Is it Wednesday yet? No, it clearly isn’t, as I’m using the free WiFi at McDonald’s instead of blogging from the comfort of my own home.
Tuesday is apparently crab cake day, because everybody woke up crabby. I had all of two hours of sleep last night, only about 30 minutes of that consecutive, between Babypie’s unexplained restlessness and Tank’s 3am nightmares. I’m not sure what Captain Science’s boggle was, because he also woke up on the sour and evil side of the bed, throwing and banging things around, hollering at Tank, etc., at least until his run, after which he was sweetness and light. Never, ever, ever doubt the power of a runner’s high as a panacea for disgruntled children and foul dispositions.

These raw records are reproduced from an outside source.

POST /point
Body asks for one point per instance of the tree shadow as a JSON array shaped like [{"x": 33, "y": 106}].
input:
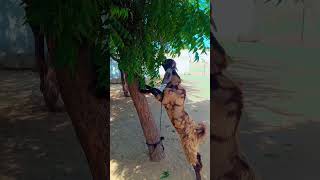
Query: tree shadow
[
  {"x": 128, "y": 151},
  {"x": 35, "y": 144}
]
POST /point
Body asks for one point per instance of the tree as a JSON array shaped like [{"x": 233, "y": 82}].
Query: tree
[
  {"x": 77, "y": 48},
  {"x": 48, "y": 82},
  {"x": 124, "y": 84},
  {"x": 142, "y": 33},
  {"x": 83, "y": 35}
]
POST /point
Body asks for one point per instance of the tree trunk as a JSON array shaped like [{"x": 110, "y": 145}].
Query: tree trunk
[
  {"x": 150, "y": 130},
  {"x": 48, "y": 83},
  {"x": 88, "y": 113},
  {"x": 124, "y": 84},
  {"x": 228, "y": 162}
]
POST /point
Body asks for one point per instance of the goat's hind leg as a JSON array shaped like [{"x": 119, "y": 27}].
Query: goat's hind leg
[{"x": 198, "y": 167}]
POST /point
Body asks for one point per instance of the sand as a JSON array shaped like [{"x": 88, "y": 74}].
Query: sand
[
  {"x": 280, "y": 125},
  {"x": 129, "y": 155},
  {"x": 35, "y": 144}
]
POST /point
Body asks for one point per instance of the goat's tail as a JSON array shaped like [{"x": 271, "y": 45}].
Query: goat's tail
[{"x": 201, "y": 131}]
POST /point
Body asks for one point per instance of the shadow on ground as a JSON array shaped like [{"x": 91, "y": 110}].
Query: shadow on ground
[
  {"x": 35, "y": 144},
  {"x": 129, "y": 154}
]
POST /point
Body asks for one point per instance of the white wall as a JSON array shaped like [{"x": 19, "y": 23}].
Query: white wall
[{"x": 250, "y": 20}]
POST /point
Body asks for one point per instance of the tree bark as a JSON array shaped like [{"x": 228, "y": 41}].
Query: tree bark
[
  {"x": 48, "y": 83},
  {"x": 124, "y": 84},
  {"x": 150, "y": 130},
  {"x": 88, "y": 113}
]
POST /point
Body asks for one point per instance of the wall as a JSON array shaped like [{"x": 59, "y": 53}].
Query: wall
[{"x": 250, "y": 20}]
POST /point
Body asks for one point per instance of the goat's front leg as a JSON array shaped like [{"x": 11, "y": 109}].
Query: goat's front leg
[{"x": 198, "y": 167}]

It’s only Tuesday and we’re already running out of workbooks for Tank. This might be a problem. I’m still waiting on Ordinary Parents Guide to Teaching Reading, which my mother-in-law is sending, so we’ve been using various workbooks. We’ve done colors, shapes, comparative lengths, sizes, and locations, patterns, copying letters and numbers, for a total of 20 or so workbook pages over just two days. Tank is proving to be as high-needs of a homeschooler as he was a baby! His thirst for knowledge can only be somewhat quenched by drawing robots to demonstrate his comparing abilities and marking up a dozen wipe-off pages.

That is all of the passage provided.